ZAGREB (AFP) — Croatia was warned Friday that its chances of European Union membership were threatened by organised crime, the day after a car bomb killed a prominent journalist and a colleague.
"I am deeply worried," about the situation in the country, Hannes Swoboda, the European parliament's rapporteur on Croatia told national radio.
"It is a shock which pushes Croatia back in its ambitions to become a member of the EU."
Swoboda was speaking the day after Ivo Pukanic, founder and owner of the Nacional independent weekly, was killed outside his paper's offices in downtown Zagreb in the third mafia-style killing in the capital since the beginning of the month.
Pukanic's car exploded as he and marketing director Niko Franjic approached the vehicle, police said. They both died and two others were injured in the blast.
"The government must succeed in its efforts to bring about order and so eliminate the apathy demonstrated in these last months and years, or there will be no early entry for Croatia into the EU," Swoboda said.
The country began membership talks in 2005 and hopes for entry in 2010.
Reacting to EU worries, Prime Minister Ivo Sanader admitted that the presence of organised crime in the country could affect the time-frame in which Croatia might become a EU member but said that his government would take action.
The presence of organised crime "could represent an obstacle to our joining the EU if we do not fight it," he told the national parliament.
"But this tragedy cannot be an obstacle to Croatia's entry into the EU," he said.
"It will be an extra driving force to settle accounts with this (scourge) which we do not want to have in Croatia."
Earlier this month Sanader sacked his interior and justice ministers and the head of the national police after a daughter of a prominent lawyer was shot dead in a stairwell.
Zagreb has not seen such a wave of violence since the country's independence from the former Yugoslavia in 1991.

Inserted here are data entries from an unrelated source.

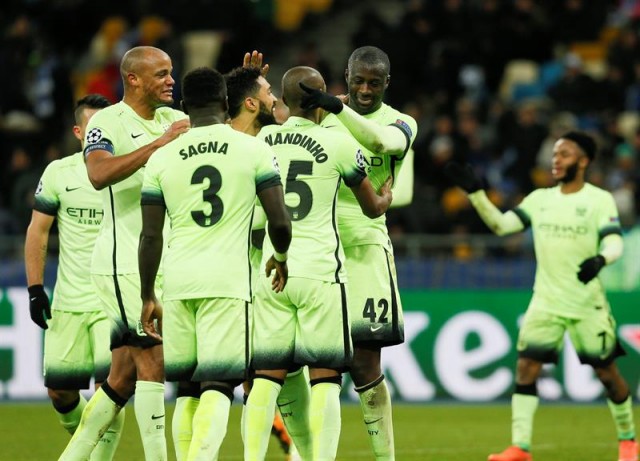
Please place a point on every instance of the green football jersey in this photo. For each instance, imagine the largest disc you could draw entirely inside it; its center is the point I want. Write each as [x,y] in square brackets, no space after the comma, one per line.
[65,192]
[119,130]
[314,163]
[567,229]
[208,179]
[355,227]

Pukanic, 47, had been considered one of Croatia's most controversial journalists. His murder came only months after he survived a gun attack in downtown Zagreb. The attacker was not found.

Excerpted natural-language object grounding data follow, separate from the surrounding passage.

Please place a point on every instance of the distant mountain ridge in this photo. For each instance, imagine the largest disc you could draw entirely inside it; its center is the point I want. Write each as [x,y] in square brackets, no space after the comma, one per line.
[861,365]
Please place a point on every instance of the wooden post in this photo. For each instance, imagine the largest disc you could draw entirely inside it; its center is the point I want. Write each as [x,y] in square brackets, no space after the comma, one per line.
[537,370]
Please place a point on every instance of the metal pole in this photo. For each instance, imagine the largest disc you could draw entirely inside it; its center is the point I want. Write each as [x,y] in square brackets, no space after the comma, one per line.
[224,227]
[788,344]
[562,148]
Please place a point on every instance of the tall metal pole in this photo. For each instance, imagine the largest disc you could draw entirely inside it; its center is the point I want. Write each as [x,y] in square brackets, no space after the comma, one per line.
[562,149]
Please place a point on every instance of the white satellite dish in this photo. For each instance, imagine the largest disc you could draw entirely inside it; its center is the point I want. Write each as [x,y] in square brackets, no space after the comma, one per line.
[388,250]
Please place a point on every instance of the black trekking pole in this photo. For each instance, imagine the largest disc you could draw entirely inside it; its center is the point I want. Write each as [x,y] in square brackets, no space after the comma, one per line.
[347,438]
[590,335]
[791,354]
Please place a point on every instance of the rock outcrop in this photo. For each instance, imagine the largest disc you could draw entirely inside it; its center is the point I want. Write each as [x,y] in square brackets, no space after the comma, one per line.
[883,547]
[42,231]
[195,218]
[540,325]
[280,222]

The New York-based Committee to Protest Journalists said it was "shocked and saddened" by the attack.
"Even against the backdrop of violence and organised crime that has recently plagued Croatia this bombing marks a significant escalation," CPJ's Europe and Central Asia programme coordinator Nina Ognianova said.
"It is shocking that such a violent attack could take place in Europe and we are calling on the authorities to launch a swift investigation to find those responsible," added International Federation of Journalists' general secretary Aidan White.
"This latest attack is part of a continuing attack on press freedom and investigative journalism in Croatia."
The authorities said Friday that an extra 250 police officers from the regions were being drafted to Zagreb as reinforcements.